Stack Bounds Protection with Low Fat Pointers

Link: https://www.comp.nus.edu.sg/~gregory/papers/ndss17stack.pdf
Source Code: https://github.com/GJDuck/LowFat


Summary: The research work is an extension of their another work (Heap bounds protection with low-fat pointers). The concept of low-fat pointers are originated in the previous paper, they provide well-details of that too. The basic concept of low-fat pointers is: use the pointer memory itself to calculate its object boundary instead of extending the memory or creating a shadow memory. Additionally split up the memory region into different virtual pages based on object size for performance improvement. However, handling heap memory explicitly is easier than the program maintained stack memory for which they propose a stack allocator which will handle all stack memory operation.

Design: According to the design, when a pointer loads the object information, it has to access a lookup table and use its pointer address divided by 32GB (size of the virtual page) as the lookup to figure out its object size. Next, using the roundup technique with pointer address and object size, it can calculate the base address of object memory. Now, as it has both base address and objects size, it can validate the object boundary, every time the pointer access a different location on that object. The bound check operation will operate over instrumented binary. For heap allocation (e.g. malloc), they can modify the allocator to allocate the object into a variety virtual page. But for stack objects, each of them allocates to the same virtual page dedicated to stack. Due to this, their physical memory is non-fragmented, this improves their memory management. For stack objects, it is important to handle memory efficiently. To cope stack objects to the same design for heap and the same time, don’t hurt the regular stack operation, is critical. Moreover, it is important to be efficient. To calculate lookup table, they use lzcnt instruction, for aligning, they do a masking operation (another lookup table), and they allocate the objects in splited 32GB virtual pages similar to the heap, but now separate each 32GB page for heap and stack. Everything is fine unless the physical memory is now more fragmented due to redesigned stack allocator. So, they propose a memory alias to map every virtual stack page to the same physical memory. They do apply different optimization where to check bounds and where not, but they are not a major contribution.

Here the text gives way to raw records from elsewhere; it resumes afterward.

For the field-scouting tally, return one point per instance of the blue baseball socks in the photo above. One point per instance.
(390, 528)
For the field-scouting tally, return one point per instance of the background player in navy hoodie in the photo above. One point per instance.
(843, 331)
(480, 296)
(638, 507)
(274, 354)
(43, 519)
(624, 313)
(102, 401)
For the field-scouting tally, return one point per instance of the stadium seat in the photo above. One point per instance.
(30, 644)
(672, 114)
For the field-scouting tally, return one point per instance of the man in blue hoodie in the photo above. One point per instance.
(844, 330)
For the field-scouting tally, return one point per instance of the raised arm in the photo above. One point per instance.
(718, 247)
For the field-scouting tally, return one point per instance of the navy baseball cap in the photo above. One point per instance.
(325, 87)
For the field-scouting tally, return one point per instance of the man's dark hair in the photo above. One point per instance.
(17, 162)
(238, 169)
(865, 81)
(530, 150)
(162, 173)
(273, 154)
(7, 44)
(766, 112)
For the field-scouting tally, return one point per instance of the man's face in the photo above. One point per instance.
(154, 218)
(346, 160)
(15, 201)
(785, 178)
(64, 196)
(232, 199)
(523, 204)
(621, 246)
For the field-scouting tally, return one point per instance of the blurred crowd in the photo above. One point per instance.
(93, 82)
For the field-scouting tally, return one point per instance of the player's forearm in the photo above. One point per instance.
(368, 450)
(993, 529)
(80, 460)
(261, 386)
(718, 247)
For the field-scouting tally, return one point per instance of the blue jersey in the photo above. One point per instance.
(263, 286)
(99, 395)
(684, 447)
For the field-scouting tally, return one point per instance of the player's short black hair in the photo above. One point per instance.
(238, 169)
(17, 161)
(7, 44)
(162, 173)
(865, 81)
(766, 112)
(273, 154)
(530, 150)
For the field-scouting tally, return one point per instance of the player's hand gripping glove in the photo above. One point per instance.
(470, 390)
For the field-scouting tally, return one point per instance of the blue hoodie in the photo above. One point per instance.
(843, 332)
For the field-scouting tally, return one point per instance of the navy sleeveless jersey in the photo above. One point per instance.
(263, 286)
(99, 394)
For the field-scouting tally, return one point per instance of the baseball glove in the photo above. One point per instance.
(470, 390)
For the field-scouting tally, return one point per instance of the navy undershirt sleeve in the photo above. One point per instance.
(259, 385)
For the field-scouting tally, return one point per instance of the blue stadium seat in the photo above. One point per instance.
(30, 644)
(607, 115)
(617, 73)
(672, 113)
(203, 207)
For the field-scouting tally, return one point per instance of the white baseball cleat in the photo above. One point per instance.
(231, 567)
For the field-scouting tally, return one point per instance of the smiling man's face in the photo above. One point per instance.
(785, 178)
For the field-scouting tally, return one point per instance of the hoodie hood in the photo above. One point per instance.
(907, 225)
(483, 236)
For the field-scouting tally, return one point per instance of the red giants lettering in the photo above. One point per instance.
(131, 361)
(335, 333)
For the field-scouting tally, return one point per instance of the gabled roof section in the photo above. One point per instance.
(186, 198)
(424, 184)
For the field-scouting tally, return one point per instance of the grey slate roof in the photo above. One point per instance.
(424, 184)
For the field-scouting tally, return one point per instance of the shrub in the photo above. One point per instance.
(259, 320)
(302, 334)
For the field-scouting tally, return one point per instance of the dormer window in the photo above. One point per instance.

Advantage: Low fat pointer is memory efficient, but when it comes to performance, the design still has to sacrifice little more memory than it has to.

Disadvantage: First of all, now it is easier to predict where an object is located in the physical memory by only knowing the object size. Although pointer integrity is not a part of the bound check, now it can cause greater disaster if not checked. Memory aliasing design for virtual stack pages are not reliable, the design is obscure.

Discussion: The design and evaluation do not show any hope to the practical implementation of low-fat pointers for stack object. Overall, I realize, low-fat pointers cannot precede shadow memory design.